Из всего вышеписанного легко можно усмотреть, что славная сия баталия при Колине происходила в Богемии, в самый тот день, в который пришли мы с армиею в помянутое польское местечко Ковны. Цесарцы не преминули тотчас отправить к нам курьера с уведомлением о своей победе; но мы не прежде известие о том получили, как 16-го июня.
Легко можно заключить, что известие сие было для всех нас весьма приятно, ибо как цесарцы были наши союзники, и мы за них сами воевать шли и в короле прусском имели общего неприятеля, то и произвело оное во всей нашей армии такую же почти радость, как бы победа сия одержана была над ним собственными вашими войсками.

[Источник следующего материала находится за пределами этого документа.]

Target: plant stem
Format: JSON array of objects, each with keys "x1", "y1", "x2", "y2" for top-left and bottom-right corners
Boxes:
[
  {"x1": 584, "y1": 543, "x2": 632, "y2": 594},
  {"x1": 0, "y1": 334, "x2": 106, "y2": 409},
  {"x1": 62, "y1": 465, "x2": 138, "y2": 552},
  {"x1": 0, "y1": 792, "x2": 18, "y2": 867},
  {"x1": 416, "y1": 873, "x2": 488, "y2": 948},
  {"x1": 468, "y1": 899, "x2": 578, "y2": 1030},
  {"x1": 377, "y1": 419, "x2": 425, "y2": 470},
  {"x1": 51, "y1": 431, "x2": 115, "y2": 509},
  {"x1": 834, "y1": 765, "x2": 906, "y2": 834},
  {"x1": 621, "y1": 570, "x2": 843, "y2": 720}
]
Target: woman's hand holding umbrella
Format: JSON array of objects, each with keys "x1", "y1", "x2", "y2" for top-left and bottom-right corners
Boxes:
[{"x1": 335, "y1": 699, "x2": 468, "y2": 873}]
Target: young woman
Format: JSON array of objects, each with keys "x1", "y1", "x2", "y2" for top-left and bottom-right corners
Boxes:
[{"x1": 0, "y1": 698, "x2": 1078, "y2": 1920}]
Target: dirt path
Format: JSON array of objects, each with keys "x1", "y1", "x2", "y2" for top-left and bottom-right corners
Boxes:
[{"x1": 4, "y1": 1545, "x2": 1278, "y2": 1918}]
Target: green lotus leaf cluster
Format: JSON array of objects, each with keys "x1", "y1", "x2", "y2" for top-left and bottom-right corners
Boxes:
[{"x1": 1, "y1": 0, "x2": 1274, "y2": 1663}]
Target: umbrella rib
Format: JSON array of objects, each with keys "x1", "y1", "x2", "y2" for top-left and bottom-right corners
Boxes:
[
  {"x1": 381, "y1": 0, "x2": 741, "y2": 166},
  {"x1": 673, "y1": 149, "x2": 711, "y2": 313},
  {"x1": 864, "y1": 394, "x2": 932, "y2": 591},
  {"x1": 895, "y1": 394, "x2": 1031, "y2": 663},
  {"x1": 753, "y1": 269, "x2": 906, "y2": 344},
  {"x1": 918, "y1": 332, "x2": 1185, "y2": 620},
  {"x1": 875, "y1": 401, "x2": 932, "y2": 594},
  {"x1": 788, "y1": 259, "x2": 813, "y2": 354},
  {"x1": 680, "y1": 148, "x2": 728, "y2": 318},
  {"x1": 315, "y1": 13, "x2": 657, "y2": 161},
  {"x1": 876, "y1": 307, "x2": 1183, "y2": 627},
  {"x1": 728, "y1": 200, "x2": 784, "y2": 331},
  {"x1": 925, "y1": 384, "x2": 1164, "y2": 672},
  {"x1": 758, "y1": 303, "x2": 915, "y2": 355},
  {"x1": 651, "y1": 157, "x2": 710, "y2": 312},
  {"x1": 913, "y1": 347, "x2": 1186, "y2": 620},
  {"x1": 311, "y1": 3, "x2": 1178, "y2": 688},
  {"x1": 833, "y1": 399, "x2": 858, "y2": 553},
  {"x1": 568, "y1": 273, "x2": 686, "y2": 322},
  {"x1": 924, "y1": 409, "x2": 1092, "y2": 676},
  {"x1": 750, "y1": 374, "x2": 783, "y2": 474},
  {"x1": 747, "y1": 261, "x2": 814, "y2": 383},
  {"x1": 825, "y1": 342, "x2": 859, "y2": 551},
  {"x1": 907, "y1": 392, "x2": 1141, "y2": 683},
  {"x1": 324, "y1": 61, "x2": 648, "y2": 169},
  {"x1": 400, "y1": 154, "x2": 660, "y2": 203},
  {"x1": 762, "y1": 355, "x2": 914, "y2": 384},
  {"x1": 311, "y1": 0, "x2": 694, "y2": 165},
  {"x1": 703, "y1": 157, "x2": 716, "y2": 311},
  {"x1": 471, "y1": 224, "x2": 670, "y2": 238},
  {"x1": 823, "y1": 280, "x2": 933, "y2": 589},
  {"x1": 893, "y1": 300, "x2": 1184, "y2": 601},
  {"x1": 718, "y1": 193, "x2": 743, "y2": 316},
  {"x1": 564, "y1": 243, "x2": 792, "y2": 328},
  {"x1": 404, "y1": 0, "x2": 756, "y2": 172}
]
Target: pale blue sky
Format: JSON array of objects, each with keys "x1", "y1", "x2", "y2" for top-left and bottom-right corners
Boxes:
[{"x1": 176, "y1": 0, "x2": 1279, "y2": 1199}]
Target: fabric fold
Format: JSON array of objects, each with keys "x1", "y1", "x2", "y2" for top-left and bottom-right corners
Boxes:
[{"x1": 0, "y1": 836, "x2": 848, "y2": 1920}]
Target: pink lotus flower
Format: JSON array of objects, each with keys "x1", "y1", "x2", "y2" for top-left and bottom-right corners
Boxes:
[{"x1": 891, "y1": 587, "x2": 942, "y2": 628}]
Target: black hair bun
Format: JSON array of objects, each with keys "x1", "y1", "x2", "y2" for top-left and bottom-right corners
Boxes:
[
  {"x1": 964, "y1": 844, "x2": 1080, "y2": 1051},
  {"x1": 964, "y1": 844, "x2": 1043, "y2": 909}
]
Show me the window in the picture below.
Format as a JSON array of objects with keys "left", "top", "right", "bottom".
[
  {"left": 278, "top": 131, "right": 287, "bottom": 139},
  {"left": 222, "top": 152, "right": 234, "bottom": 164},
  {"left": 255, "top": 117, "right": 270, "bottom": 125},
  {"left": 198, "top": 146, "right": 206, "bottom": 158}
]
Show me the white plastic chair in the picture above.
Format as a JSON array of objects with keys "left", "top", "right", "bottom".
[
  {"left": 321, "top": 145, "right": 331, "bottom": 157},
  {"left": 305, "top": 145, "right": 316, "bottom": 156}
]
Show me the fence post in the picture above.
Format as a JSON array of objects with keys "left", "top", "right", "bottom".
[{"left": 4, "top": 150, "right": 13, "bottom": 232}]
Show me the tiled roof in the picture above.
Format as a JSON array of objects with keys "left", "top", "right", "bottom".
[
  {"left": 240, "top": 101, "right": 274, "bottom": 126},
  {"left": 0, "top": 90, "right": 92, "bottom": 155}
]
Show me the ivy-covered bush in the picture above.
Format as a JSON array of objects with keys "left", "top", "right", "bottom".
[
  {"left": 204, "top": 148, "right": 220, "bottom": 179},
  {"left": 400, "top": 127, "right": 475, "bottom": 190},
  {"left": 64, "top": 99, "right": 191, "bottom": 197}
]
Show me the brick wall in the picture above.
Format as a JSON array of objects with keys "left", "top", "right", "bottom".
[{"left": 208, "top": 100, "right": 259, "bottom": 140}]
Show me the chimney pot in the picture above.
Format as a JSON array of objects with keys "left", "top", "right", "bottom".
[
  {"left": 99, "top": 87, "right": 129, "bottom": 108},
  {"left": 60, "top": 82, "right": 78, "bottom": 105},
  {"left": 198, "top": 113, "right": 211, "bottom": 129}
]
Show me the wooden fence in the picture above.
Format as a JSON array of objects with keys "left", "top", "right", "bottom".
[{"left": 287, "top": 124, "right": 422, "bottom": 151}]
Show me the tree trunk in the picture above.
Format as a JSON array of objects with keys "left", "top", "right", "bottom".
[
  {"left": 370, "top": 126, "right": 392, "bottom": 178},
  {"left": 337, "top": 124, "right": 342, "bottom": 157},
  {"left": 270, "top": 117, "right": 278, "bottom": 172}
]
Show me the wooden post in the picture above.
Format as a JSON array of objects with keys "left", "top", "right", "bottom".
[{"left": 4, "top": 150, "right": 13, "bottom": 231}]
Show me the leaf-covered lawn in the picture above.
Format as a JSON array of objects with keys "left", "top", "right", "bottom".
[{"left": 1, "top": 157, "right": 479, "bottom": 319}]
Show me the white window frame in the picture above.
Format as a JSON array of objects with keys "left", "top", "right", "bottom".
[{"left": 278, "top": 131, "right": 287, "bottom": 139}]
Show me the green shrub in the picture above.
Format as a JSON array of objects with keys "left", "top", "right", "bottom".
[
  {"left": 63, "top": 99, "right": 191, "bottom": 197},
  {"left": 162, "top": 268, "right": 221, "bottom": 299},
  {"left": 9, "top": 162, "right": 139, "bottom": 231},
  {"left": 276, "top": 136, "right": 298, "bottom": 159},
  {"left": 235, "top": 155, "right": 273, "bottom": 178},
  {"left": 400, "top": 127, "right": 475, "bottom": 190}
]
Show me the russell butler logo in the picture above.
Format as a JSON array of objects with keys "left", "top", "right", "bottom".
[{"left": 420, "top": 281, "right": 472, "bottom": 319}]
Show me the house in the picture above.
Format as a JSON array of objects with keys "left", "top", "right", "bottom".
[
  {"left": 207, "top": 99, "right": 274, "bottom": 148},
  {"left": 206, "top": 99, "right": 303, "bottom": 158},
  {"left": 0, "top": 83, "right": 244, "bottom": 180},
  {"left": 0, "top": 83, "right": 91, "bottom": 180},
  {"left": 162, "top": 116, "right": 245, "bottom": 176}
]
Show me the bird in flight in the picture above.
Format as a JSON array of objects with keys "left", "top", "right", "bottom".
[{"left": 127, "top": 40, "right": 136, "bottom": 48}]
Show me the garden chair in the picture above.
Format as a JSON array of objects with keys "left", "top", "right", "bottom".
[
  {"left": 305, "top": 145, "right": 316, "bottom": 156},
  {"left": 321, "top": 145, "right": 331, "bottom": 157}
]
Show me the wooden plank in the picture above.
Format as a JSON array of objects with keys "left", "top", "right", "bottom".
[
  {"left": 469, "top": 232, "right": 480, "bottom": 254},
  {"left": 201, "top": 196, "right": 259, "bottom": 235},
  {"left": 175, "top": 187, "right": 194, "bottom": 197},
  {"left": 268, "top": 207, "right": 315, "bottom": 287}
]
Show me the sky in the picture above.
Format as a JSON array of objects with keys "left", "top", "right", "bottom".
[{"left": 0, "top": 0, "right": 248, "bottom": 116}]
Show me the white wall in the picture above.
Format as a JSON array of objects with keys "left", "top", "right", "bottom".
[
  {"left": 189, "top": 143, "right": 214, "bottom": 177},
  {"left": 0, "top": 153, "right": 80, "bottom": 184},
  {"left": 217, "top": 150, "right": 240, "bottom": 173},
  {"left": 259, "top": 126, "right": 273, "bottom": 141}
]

Фельдмаршал не преминул тотчас во всей армии оную обнародовать, и тотчас сообщены были во все полки копии с полученной цесарской реляции. После чего собраны были со всех полков и все полковые священники в главную квартиру, где, при громе пушек, принесено было Всевышнему торжественное благодарение. Все генералы обедали в тот день у фельдмаршала, и пушки принуждены были работать во весь тот день и оглушать громом своим ковенских жителей.
После чего не стали мы уже более тут медлить, но в тот же еще день отданы были приказы, чтоб мы в поход далее иттить готовились. Но я отложу повествование о дальнейшем нашем походе до последующего письма, а между тем, остаюсь и проч.
Любезный приятель! Итак, не успели мы получить выше упомянутого радостного известия, как полководцы наши не восхотели долее медлить в Ковнах, но стали поспешать походом, и для того, на другой же день после того, то есть 17-го июня, велено уже было некоторым бригадам выходить в поход и понемногу перебираться за реку Немонт, чрез которую сделан был также изрядный мост на понтонах. В следующий затем день продолжала армия перебираться, и в сей день выехал и сам генерал-фельдмаршал из Ковен; но вся армия не могла никак перебраться прежде 21 числа, в который день перешел, наконец, и наш полк вместе с прочими.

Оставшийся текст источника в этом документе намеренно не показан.